- Associated Press - Wednesday, June 28, 2017

Sunday, July 2

On this date in 1833, the final title for the Arivaca Land Grant was awarded to Tomas and Ignacio Ortiz.

On this date in 1864, Congress made the Arizona Territory a part of the Surveying District of New Mexico, thus providing for surveying operations within Arizona. Surveys were begun at Initial Point, a stone monument, 8 feet in diameter at the base, 4 feet at the top and 8 feet high, which was placed on a hill on the south side of the Gila River opposite the mouth of the Salt River.

On this date in 1908, Coconino National Forest was created from parts of Black Mesa, Tonto and Grand Canyon Forest Reserves.

Monday, July 3

On this date in 1839, Erastus Snow, co-founder of the town of Snowflake, was born.

On this date in 1887, the first railroad line to Phoenix began operation. Crowds gathered at the depot as the first engine pulled into town with three little girls, Mabel Hancock and Serene and Cora Goodrich, ringing the bell.

On this date in 1917, Gila County Sheriff Tom Armer swore in 400 citizens to protect the property at the Old Dominion Mine during a strike, pending the arrival of federal troops.

Tuesday, July 4

On this date in 1880, George Warren gambled his interest in the Copper Queen Mine at Bisbee on a horse race and lost. His share eventually became worth $20 million.
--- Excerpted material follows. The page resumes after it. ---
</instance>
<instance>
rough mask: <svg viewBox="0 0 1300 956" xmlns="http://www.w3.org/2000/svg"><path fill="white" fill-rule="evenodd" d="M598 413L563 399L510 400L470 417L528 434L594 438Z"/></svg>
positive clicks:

On this date in 1917, Arivaca Land and Cattle Co. sponsored a big Fourth of July celebration with a rodeo, burro and pony races, contests and games.
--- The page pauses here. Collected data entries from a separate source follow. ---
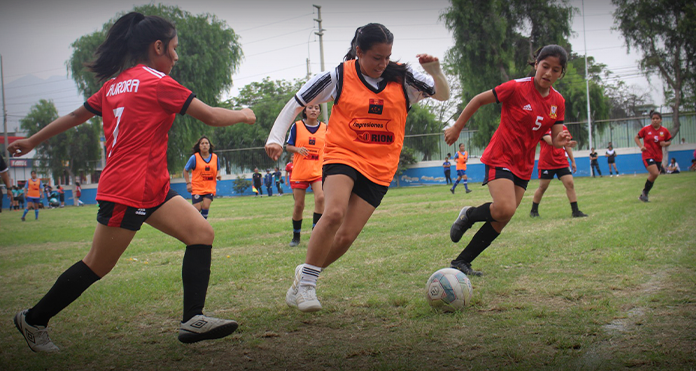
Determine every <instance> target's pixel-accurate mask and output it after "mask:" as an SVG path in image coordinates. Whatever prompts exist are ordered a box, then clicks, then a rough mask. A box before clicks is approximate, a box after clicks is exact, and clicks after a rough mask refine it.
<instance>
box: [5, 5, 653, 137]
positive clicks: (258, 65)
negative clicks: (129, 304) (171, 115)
mask: <svg viewBox="0 0 696 371" xmlns="http://www.w3.org/2000/svg"><path fill="white" fill-rule="evenodd" d="M159 2H160V3H162V4H166V5H178V6H179V7H181V8H182V9H183V10H186V11H189V12H191V13H193V14H200V13H211V14H214V15H216V16H217V17H218V18H219V19H221V20H224V21H225V22H226V23H227V25H228V26H229V27H231V28H232V29H233V30H234V31H235V32H236V33H237V34H238V35H239V36H240V43H241V45H242V49H243V51H244V60H243V61H242V63H241V65H240V67H239V68H238V70H237V71H236V72H235V73H234V74H233V77H232V78H233V82H234V87H233V88H232V89H231V90H230V91H229V92H226V93H225V94H224V96H225V97H229V96H234V95H235V94H236V93H237V91H238V89H239V88H240V87H242V86H244V85H246V84H249V83H251V82H253V81H258V80H261V79H263V78H264V77H266V76H268V77H270V78H271V79H288V80H291V79H295V78H302V77H304V76H306V75H307V58H309V60H310V72H311V73H312V74H316V73H318V72H320V71H321V64H320V53H319V38H318V36H316V35H315V34H314V32H316V31H317V23H316V22H315V21H314V19H316V18H317V17H318V14H317V9H316V8H315V7H314V6H313V4H316V5H320V6H321V18H322V20H323V23H322V27H323V28H324V30H325V31H324V40H323V41H324V57H325V69H329V68H334V67H335V66H336V65H337V64H339V63H340V62H341V61H342V58H343V55H345V53H346V51H347V49H348V46H349V44H350V40H351V39H352V38H353V35H354V33H355V29H356V28H357V27H359V26H362V25H364V24H367V23H370V22H378V23H382V24H384V25H385V26H386V27H387V28H389V29H390V30H391V31H392V33H393V34H394V36H395V40H394V45H393V48H392V59H393V60H398V61H401V62H409V63H412V64H416V63H417V60H416V58H415V56H416V54H419V53H428V54H432V55H434V56H437V57H440V58H443V57H444V55H445V53H446V51H447V49H449V48H450V47H452V45H453V44H454V43H453V40H452V37H451V34H450V32H449V31H448V30H447V28H446V27H445V25H444V22H442V21H441V20H440V19H439V17H440V15H441V14H442V13H443V12H444V11H445V10H446V8H447V7H448V6H449V1H448V0H429V1H421V0H399V1H397V0H388V1H374V0H371V1H367V0H352V1H339V0H312V1H305V0H284V1H283V0H275V1H271V0H254V1H249V0H225V1H221V0H161V1H159ZM147 3H150V1H138V0H111V1H94V0H50V1H49V0H40V1H37V0H23V1H21V2H20V1H8V0H0V54H1V55H2V57H3V73H4V82H5V85H6V91H5V94H6V104H7V111H8V130H10V131H12V128H13V127H16V126H17V123H18V122H19V119H20V118H21V117H23V116H24V115H25V114H26V113H27V111H28V109H29V107H30V106H31V105H32V104H34V103H36V102H37V101H38V100H39V99H42V98H48V99H53V100H54V102H55V103H56V106H57V108H58V113H59V114H60V115H64V114H67V113H69V112H70V111H72V110H73V109H75V108H77V107H78V106H79V105H81V104H82V102H83V98H82V97H81V96H80V95H79V94H77V90H76V89H75V87H74V83H72V81H71V80H68V79H67V72H66V66H65V63H66V61H67V60H68V59H69V58H70V55H71V53H72V49H71V47H70V44H71V43H72V42H74V41H75V40H77V39H78V38H79V37H81V36H83V35H86V34H89V33H92V32H94V31H97V30H98V29H100V28H101V26H102V25H103V24H104V23H105V22H106V21H108V20H109V19H110V18H112V17H114V16H115V15H116V14H117V13H118V12H123V11H128V10H131V9H132V8H133V7H134V6H137V5H143V4H147ZM570 4H571V5H573V6H575V7H576V8H578V10H579V11H578V13H577V14H576V15H575V17H574V21H573V31H574V35H573V36H572V37H571V40H570V41H571V43H572V45H573V48H574V51H575V52H578V53H583V52H584V50H585V46H584V42H585V40H584V38H583V35H586V37H587V53H588V55H591V56H594V57H595V58H596V60H597V62H599V63H603V64H606V65H607V66H608V68H609V69H610V70H612V71H614V72H615V73H616V74H617V75H619V76H622V78H623V79H624V81H626V82H627V83H628V84H629V85H635V86H636V89H637V90H639V91H643V92H648V93H650V94H651V96H652V97H653V101H654V102H655V103H656V104H658V105H659V104H660V103H661V102H662V98H661V95H662V93H661V91H662V85H661V83H660V80H659V79H656V78H653V79H652V81H651V82H648V80H647V79H646V78H645V77H644V76H642V75H640V73H639V70H638V68H637V59H638V58H639V57H640V55H639V54H637V53H635V52H633V53H630V54H629V53H627V51H626V47H625V43H624V41H623V38H622V37H621V35H620V34H619V33H618V32H617V31H613V30H611V27H612V26H613V18H612V15H611V12H612V11H613V8H612V6H611V5H610V2H609V1H608V0H586V1H585V28H586V32H585V33H584V34H583V23H582V20H583V17H582V11H581V6H582V2H581V0H572V1H570ZM66 80H68V81H66ZM0 130H1V129H0Z"/></svg>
On this date in 1921, Fourth of July merrymaking combined with a celebration of the progress of the government diversion dam near Florence was interrupted when a 3-foot wall of water rose behind and quickly topped the unfinished dam, sending picnickers scrambling for higher ground.

On this date in 1925, two days of rain storms flooded Tucson, washed out the Nogales road and brought down telephone and telegraph lines throughout southern Arizona.

Wednesday, July 5

On this date in 1867, Andrew E. Douglass, astronomer and educator, who developed dendrochronology, the science of tree-ring dating, was born.

On this date in 1917, four troops of the U.S. Cavalry and one machine gun troop were rushed to Globe when state authorities could not control the rising disorder among the miners there. In Ajo at the New Cornelia Mine, 75 percent of the miners joined the Worker’s Loyalty League, pledging not to strike.

On this date in 1936, 10 contestants were injured, one fatally, at Prescott’s annual Frontier Days Rodeo.

Thursday, July 6

On this date in 1890, Warren Earp, youngest of the Earp brothers, was shot to death by John Boyett in the Headquarters Saloon in Willcox.

On this date in 1920, the town of Gilbert was incorporated.

On this date in 1934, the first lethal gas execution in Arizona took the lives of two brothers who had been convicted of the murder of a prospector near Casa Grande.

Friday, July 7

On this date in 1883, an agreement was made between the secretary of war and the secretary of the interior to turn over police control of the San Carlos Reservation to the military.

On this date in 1892, the Mexican band was declared a public nuisance by the Phoenix City Council because it practiced all day and played all night.

On this date in 1917, Jerome miners rejected membership in IWW and voted to remain on the job. Miners in Ray ran IWW organizers out of town.

On this date in 1923, the first meeting of the Navajo Tribal Council was held. Chee Dodge served as the first chairman.

On this date in 1933, the first murder of a motorist by a hitchhiker in Arizona took place on the Tucson-Nogales highway.

Saturday, July 8

On this date in 1911, the Arizona Daily Star announced that the Chamber of Commerce of the city of Prescott would present the University of Arizona with a pair of iron gates for the main entrance.

On this date in 1922, 30 business places were flooded, the power plant failed, three bridges were washed out and adobe houses dissolved when the twin cities of Nogales were swept by their worst flood in 12 years.

On this date in 1930, the Arizona Supreme Court upheld the right of Cochise County to move the county seat from Tombstone to Bisbee.